I may have posted this elsewhere but relevant here. My Sept. 1949 tuition at U.C. Berkeley was $37.50/semester, no charge for units, and $12.50 for a student body card that got us into games and events for free. S.F City College was $2.00 a semester because it was part of the city school system. My senior year residence at International House cost $62.50/month with meals and maid service.
The question then becomes why can't they do it similarly today. I cannot believe that college has to be as expensive as it is today. Where does all the money go?
I may have posted this elsewhere but relevant here. My Sept. 1949 tuition at U.C. Berkeley was $37.50/semester, no charge for units, and $12.50 for a student body card that got us into games and events for free. S.F City College was $2.00 a semester because it was part of the city school system. My senior year residence at International House cost $62.50/month with meals and maid service.
According to this inflation calculator, your tuition paid in 1949 is $347 in 2011 dollars, and your board/rent at International House is about $578 today.
The question then becomes why can't they do it similarly today. I cannot believe that college has to be as expensive as it is today. Where does all the money go?
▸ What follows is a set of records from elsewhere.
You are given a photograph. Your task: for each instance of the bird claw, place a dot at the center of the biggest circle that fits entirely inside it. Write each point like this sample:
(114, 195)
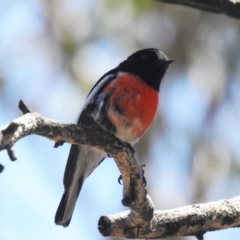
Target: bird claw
(144, 179)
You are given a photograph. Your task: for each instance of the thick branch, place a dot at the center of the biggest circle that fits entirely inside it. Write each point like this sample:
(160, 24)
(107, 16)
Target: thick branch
(227, 7)
(141, 221)
(192, 220)
(134, 194)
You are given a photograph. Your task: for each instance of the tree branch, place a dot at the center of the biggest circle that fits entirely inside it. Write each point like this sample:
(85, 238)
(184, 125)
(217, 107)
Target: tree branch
(141, 221)
(230, 8)
(194, 220)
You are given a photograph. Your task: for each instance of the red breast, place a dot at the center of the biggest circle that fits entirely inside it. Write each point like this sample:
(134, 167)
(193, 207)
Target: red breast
(132, 107)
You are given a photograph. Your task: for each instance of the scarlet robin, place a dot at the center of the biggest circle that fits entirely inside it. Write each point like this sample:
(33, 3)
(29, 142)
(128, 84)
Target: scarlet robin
(124, 102)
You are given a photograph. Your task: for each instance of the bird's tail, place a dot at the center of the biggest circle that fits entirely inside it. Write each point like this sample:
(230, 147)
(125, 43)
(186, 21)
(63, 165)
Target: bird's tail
(67, 204)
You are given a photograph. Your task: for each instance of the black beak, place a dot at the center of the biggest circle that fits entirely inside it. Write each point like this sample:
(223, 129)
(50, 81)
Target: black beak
(166, 63)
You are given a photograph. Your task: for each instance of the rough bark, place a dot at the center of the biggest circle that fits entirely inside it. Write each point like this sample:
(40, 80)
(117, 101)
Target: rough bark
(230, 8)
(141, 221)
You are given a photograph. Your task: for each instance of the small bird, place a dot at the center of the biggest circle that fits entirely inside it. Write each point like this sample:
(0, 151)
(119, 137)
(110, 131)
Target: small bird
(124, 102)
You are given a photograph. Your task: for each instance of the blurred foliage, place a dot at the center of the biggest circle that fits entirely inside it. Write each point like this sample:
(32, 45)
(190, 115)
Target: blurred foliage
(192, 150)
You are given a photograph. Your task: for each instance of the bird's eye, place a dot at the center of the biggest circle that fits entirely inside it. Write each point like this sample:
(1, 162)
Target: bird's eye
(145, 57)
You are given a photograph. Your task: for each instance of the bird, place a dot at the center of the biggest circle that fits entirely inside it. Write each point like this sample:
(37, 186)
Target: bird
(124, 102)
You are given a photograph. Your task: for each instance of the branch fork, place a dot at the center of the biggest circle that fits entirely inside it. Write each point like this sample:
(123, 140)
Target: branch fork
(141, 221)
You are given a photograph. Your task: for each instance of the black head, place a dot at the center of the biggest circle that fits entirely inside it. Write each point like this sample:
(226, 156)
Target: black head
(149, 64)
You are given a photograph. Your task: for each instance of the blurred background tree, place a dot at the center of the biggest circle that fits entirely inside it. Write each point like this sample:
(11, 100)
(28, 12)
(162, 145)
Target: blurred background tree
(51, 54)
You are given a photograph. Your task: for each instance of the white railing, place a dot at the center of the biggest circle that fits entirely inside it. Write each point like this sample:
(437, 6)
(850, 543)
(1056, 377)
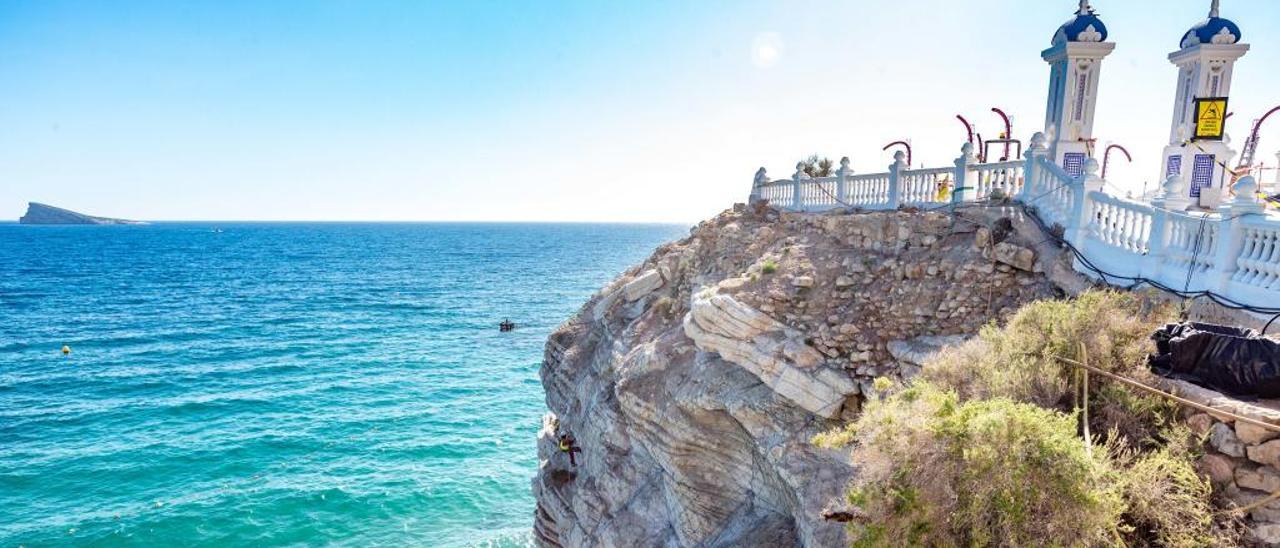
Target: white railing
(1005, 177)
(926, 186)
(1119, 223)
(1234, 252)
(868, 191)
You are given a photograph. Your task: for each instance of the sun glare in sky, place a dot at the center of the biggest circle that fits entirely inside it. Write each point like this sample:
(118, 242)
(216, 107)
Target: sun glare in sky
(766, 49)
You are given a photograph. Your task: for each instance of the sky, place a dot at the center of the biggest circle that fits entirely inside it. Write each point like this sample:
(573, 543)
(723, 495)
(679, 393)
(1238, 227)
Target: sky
(648, 110)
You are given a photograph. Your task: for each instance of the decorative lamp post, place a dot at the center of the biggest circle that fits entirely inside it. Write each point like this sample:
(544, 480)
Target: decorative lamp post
(1106, 158)
(905, 145)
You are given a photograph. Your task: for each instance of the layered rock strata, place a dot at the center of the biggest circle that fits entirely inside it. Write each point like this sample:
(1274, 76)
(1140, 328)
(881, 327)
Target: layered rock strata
(694, 383)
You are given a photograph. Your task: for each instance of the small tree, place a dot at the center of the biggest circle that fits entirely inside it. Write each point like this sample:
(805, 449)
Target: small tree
(817, 165)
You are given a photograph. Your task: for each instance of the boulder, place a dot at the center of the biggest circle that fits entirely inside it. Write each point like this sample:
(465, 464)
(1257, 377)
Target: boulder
(1224, 439)
(1015, 256)
(643, 284)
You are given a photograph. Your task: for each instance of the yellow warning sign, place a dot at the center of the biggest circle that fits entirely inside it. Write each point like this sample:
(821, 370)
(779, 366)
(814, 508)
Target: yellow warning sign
(1210, 118)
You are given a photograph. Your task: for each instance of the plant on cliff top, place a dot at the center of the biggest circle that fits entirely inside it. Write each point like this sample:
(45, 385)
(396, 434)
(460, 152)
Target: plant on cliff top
(1109, 329)
(963, 455)
(817, 165)
(940, 471)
My understanding that costs associated with college administration has contributed to the rise in tuition, as have the salaries paid to professors. We all know that universities are not just made up of classrooms anymore, but instead have offices of development, fund-raising, alumni relations, tech support, large-scale fitness centers, multiculturalism, women's centers, etc. Also, I think that with so many baby boomers at the end of their careers in academia, professors are earning more than they ever have.
New building projects and dorms have to be paid for too. In 1949, UCLA had only 7,000 students, Stanford about 5,000, and the State colleges about 5-7,000. Cal had 20,000 when I attended. I read in 1955 that only 6% of the entire USA had attended a college, and included those who had only one semester at a Jr. College. No SATS in those days either. A straight B aver got you into Cal or UCLA, C average for the State colleges. A high school diploma meant something in those days.
It's vitally important to interrogate (on a regular basis) the goals of higher education. Thanks for a riveting analysis or an important book that is certainly being discussed widely.
Funny, but when I was an undergrad in the mid-1990s I remember spending hundreds of dollars on textbooks, but then in my recent graduate classes over the past several years I was able to get by paying far less. One of the reasons is probably that graduates spend more time on individual articles and paperback specialty books than on heavy survey textbooks. Another problem is that new editions of those heavy texts are probably released unnecessarily. In the class I teach my department has determined the specific textbook, and last summer the publisher released a new (14th) edition. From what I can tell, aside from new page numbers, and maybe some different illustrations and slightly updated information, it's not much different from the 13th edition. So why did they release a new version? My students ask all the time if they can use an older/cheaper edition, and I tell them that is fine. So I am doing my part to stick it to the man.